You can try Cloudera, that contains everything like HDFS, Spark and Livy already, but requires a license after some testing time: CDP Private Cloud - Trial Product Download | Cloudera

If you like to install all this stuff by yourself, here is a getting started guide: Livy - Getting Started
But be prepared, that the last official Livy release was some time ago, and you might need to build a new version by yourself.

Not sure if there are other open-source distributions.

Cheers,
Sascha

3 Likes

Sascha,
Thanks for your response!

Hi @sascha.wolke,

We installed Hadoop, Spark and Livy on the server. What’s next?
Do I need to create a Databricks cluster?

How can I connect to this server through node “Create databricks environment”?

Hi @greatvarona,

You can use your own cluster with Haddop/Spark/Livy or a Databricks cluster that provides everything you need.
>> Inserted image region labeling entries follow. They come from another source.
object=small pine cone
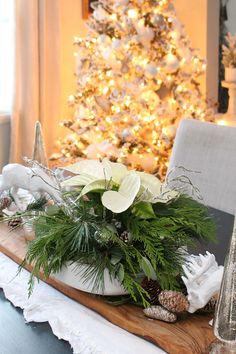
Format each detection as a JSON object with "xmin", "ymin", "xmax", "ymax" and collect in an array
[
  {"xmin": 141, "ymin": 277, "xmax": 162, "ymax": 305},
  {"xmin": 198, "ymin": 294, "xmax": 218, "ymax": 313},
  {"xmin": 158, "ymin": 290, "xmax": 189, "ymax": 313},
  {"xmin": 0, "ymin": 197, "xmax": 12, "ymax": 210},
  {"xmin": 119, "ymin": 231, "xmax": 131, "ymax": 243},
  {"xmin": 143, "ymin": 306, "xmax": 177, "ymax": 323},
  {"xmin": 8, "ymin": 217, "xmax": 22, "ymax": 229}
]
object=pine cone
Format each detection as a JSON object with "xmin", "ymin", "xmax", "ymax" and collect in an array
[
  {"xmin": 0, "ymin": 197, "xmax": 12, "ymax": 210},
  {"xmin": 158, "ymin": 290, "xmax": 189, "ymax": 313},
  {"xmin": 141, "ymin": 278, "xmax": 162, "ymax": 305},
  {"xmin": 8, "ymin": 217, "xmax": 22, "ymax": 229},
  {"xmin": 143, "ymin": 306, "xmax": 177, "ymax": 323}
]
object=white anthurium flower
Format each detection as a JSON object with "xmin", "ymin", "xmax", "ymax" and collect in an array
[
  {"xmin": 102, "ymin": 158, "xmax": 129, "ymax": 184},
  {"xmin": 102, "ymin": 172, "xmax": 141, "ymax": 213},
  {"xmin": 137, "ymin": 172, "xmax": 179, "ymax": 203},
  {"xmin": 62, "ymin": 159, "xmax": 128, "ymax": 191}
]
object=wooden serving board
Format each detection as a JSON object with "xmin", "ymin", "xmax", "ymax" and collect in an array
[{"xmin": 0, "ymin": 224, "xmax": 215, "ymax": 354}]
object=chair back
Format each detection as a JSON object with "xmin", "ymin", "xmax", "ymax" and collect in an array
[{"xmin": 168, "ymin": 119, "xmax": 236, "ymax": 214}]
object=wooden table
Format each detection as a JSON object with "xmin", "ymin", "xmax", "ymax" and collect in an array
[{"xmin": 0, "ymin": 224, "xmax": 215, "ymax": 354}]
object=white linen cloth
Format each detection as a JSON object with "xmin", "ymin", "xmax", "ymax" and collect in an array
[
  {"xmin": 0, "ymin": 253, "xmax": 165, "ymax": 354},
  {"xmin": 168, "ymin": 119, "xmax": 236, "ymax": 214}
]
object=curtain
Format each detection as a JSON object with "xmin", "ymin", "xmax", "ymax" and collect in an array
[{"xmin": 11, "ymin": 0, "xmax": 84, "ymax": 162}]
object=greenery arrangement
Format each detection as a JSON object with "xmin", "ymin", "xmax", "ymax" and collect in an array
[
  {"xmin": 4, "ymin": 159, "xmax": 215, "ymax": 307},
  {"xmin": 222, "ymin": 33, "xmax": 236, "ymax": 68}
]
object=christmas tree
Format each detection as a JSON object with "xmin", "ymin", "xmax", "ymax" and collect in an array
[{"xmin": 55, "ymin": 0, "xmax": 214, "ymax": 176}]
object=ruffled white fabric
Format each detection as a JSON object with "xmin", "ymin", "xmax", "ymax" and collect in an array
[{"xmin": 0, "ymin": 253, "xmax": 164, "ymax": 354}]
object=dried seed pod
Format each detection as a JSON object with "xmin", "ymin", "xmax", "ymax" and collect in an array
[
  {"xmin": 198, "ymin": 294, "xmax": 218, "ymax": 313},
  {"xmin": 143, "ymin": 306, "xmax": 177, "ymax": 323},
  {"xmin": 158, "ymin": 290, "xmax": 189, "ymax": 313}
]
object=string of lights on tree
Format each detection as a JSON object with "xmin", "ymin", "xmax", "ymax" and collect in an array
[{"xmin": 54, "ymin": 0, "xmax": 212, "ymax": 177}]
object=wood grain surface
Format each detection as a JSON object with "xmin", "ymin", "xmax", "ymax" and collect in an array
[{"xmin": 0, "ymin": 224, "xmax": 215, "ymax": 354}]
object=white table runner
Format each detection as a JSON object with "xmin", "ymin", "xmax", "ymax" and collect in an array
[{"xmin": 0, "ymin": 253, "xmax": 165, "ymax": 354}]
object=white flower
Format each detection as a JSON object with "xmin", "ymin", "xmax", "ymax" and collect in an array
[{"xmin": 62, "ymin": 158, "xmax": 178, "ymax": 213}]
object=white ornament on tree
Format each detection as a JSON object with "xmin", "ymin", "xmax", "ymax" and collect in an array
[{"xmin": 164, "ymin": 53, "xmax": 179, "ymax": 74}]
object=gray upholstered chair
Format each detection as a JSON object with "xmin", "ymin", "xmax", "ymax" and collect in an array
[{"xmin": 168, "ymin": 119, "xmax": 236, "ymax": 214}]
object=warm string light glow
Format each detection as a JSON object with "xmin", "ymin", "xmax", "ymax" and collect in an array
[{"xmin": 53, "ymin": 0, "xmax": 214, "ymax": 176}]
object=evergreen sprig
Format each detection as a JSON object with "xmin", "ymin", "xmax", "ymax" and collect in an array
[{"xmin": 12, "ymin": 192, "xmax": 215, "ymax": 307}]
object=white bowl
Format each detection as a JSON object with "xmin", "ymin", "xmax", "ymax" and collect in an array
[{"xmin": 53, "ymin": 264, "xmax": 128, "ymax": 296}]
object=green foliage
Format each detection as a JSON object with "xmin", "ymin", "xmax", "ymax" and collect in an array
[{"xmin": 15, "ymin": 192, "xmax": 215, "ymax": 306}]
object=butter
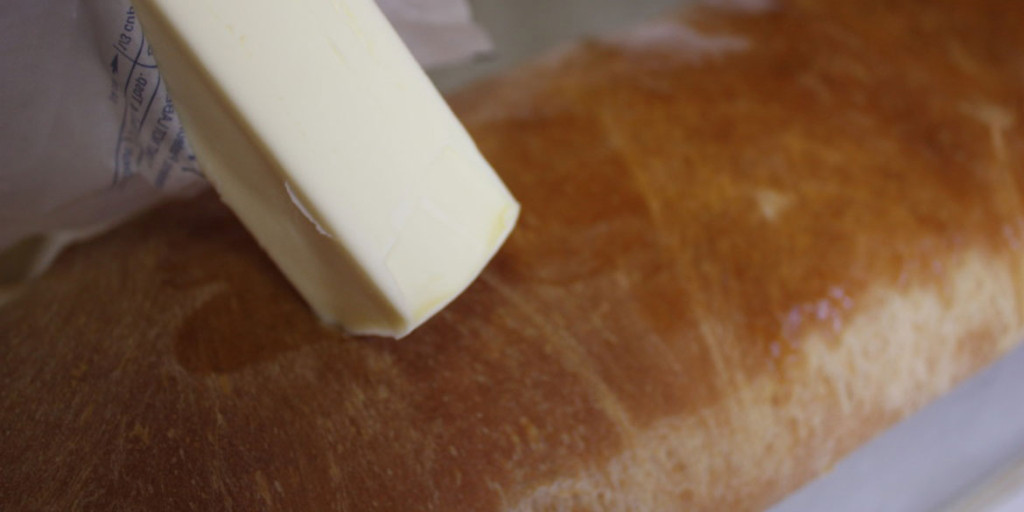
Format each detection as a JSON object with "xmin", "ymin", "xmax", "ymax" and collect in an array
[{"xmin": 135, "ymin": 0, "xmax": 519, "ymax": 337}]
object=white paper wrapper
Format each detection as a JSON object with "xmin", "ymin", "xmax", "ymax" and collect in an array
[{"xmin": 0, "ymin": 0, "xmax": 489, "ymax": 286}]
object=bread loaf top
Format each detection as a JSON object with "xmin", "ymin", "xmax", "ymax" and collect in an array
[{"xmin": 0, "ymin": 0, "xmax": 1024, "ymax": 511}]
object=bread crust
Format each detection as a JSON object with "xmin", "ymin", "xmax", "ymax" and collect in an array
[{"xmin": 0, "ymin": 0, "xmax": 1024, "ymax": 511}]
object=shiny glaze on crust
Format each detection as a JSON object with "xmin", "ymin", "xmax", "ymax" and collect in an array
[{"xmin": 0, "ymin": 0, "xmax": 1024, "ymax": 510}]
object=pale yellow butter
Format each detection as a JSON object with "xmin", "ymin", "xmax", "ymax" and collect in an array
[{"xmin": 135, "ymin": 0, "xmax": 519, "ymax": 337}]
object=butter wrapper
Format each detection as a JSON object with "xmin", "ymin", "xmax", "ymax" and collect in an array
[{"xmin": 0, "ymin": 0, "xmax": 490, "ymax": 288}]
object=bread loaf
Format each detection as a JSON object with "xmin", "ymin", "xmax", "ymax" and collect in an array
[{"xmin": 0, "ymin": 0, "xmax": 1024, "ymax": 511}]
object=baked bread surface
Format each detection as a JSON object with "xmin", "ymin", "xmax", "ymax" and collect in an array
[{"xmin": 0, "ymin": 0, "xmax": 1024, "ymax": 511}]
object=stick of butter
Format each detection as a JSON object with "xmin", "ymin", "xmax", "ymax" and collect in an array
[{"xmin": 135, "ymin": 0, "xmax": 519, "ymax": 337}]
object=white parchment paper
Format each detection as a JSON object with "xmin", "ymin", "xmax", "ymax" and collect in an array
[{"xmin": 0, "ymin": 0, "xmax": 489, "ymax": 280}]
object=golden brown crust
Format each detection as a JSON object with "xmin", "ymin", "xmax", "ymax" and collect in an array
[{"xmin": 0, "ymin": 0, "xmax": 1024, "ymax": 511}]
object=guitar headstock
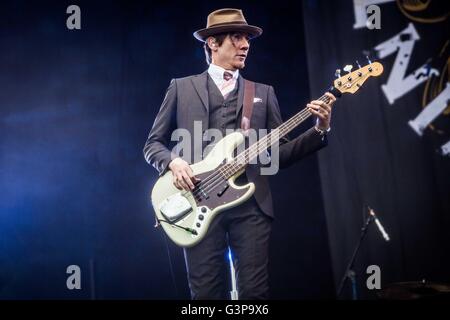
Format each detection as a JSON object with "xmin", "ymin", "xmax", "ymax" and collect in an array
[{"xmin": 334, "ymin": 62, "xmax": 383, "ymax": 94}]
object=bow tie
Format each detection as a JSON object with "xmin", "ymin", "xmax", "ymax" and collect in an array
[{"xmin": 223, "ymin": 71, "xmax": 233, "ymax": 81}]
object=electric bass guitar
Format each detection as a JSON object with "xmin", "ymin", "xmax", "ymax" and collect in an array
[{"xmin": 151, "ymin": 62, "xmax": 383, "ymax": 247}]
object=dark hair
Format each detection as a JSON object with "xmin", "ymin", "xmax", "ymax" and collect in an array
[{"xmin": 203, "ymin": 33, "xmax": 229, "ymax": 65}]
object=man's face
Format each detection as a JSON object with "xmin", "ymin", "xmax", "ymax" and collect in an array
[{"xmin": 212, "ymin": 32, "xmax": 250, "ymax": 70}]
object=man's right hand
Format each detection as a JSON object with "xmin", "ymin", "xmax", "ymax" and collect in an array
[{"xmin": 169, "ymin": 158, "xmax": 200, "ymax": 191}]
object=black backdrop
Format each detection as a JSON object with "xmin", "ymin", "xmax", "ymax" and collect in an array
[
  {"xmin": 0, "ymin": 1, "xmax": 337, "ymax": 299},
  {"xmin": 304, "ymin": 0, "xmax": 450, "ymax": 298}
]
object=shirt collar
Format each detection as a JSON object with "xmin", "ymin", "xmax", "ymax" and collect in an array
[{"xmin": 208, "ymin": 63, "xmax": 239, "ymax": 81}]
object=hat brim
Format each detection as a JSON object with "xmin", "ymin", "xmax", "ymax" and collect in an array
[{"xmin": 194, "ymin": 24, "xmax": 263, "ymax": 42}]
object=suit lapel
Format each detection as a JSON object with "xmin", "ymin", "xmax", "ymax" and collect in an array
[
  {"xmin": 236, "ymin": 75, "xmax": 244, "ymax": 117},
  {"xmin": 192, "ymin": 71, "xmax": 209, "ymax": 112}
]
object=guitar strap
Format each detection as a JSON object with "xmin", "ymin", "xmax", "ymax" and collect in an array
[{"xmin": 241, "ymin": 79, "xmax": 255, "ymax": 132}]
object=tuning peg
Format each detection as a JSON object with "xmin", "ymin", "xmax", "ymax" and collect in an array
[
  {"xmin": 344, "ymin": 64, "xmax": 353, "ymax": 73},
  {"xmin": 334, "ymin": 69, "xmax": 341, "ymax": 78}
]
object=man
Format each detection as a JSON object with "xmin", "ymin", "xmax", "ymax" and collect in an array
[{"xmin": 144, "ymin": 9, "xmax": 335, "ymax": 299}]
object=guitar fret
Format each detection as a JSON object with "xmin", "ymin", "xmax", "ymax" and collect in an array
[{"xmin": 221, "ymin": 95, "xmax": 329, "ymax": 179}]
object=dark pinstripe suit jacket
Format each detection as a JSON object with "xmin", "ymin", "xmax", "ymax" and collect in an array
[{"xmin": 144, "ymin": 71, "xmax": 327, "ymax": 217}]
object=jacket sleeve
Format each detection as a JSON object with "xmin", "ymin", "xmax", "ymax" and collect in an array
[
  {"xmin": 267, "ymin": 86, "xmax": 328, "ymax": 169},
  {"xmin": 143, "ymin": 79, "xmax": 177, "ymax": 175}
]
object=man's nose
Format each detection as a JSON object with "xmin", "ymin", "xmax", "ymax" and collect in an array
[{"xmin": 241, "ymin": 38, "xmax": 250, "ymax": 50}]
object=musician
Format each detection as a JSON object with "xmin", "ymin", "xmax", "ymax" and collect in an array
[{"xmin": 144, "ymin": 9, "xmax": 336, "ymax": 299}]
Depending on this, you need the Create Spark Context (Livy) or the Create Databricks Environment node.

Cheers,
Sascha

2 Likes

@sascha.wolke Hello!

Can you help with it?

We are trying install Spark - Pre-built for Apache Hadoop 3.2 and later (with Scala 2.13)

But we got error:
ERROR Create Spark Context (Livy) 3:3 Execute failed: scala.Serializable (java.lang.ClassNotFoundException) (Exception)

And trying install Spark - Pre-built for Apache Hadoop 3.2 and later, but got another error:
ERROR Create Spark Context (Livy) 3:3 Execute failed: scala.Function0$class (java.lang.ClassNotFoundException) (Exception)

What we should to do for correct work of cluster?

Hi @greatvarona,

Can you try the Version with Scala 2.12? (this is the one at the top without the scala version, in your screenshot)

Cheers

@sascha.wolke
Hello!
Can you help me with versions of Hadoop, Livy and Scala for Apache Spark 3.2?

Hi @greatvarona,

At the download page of Apache Spark, select Spark release 3.2.4, and at the package type the first one (Pre-built for Apache Hadoop 3.2 and later).

Not sure about Livy, you might need to compile the current master using the -Pspark3 and -Pscala-2.12 flags: GitHub - apache/incubator-livy: Apache Livy is an open source REST interface for interacting with Apache Spark from anywhere.

Cheers,
Sascha

1 Like

This topic was automatically closed 90 days after the last reply. New replies are no longer allowed.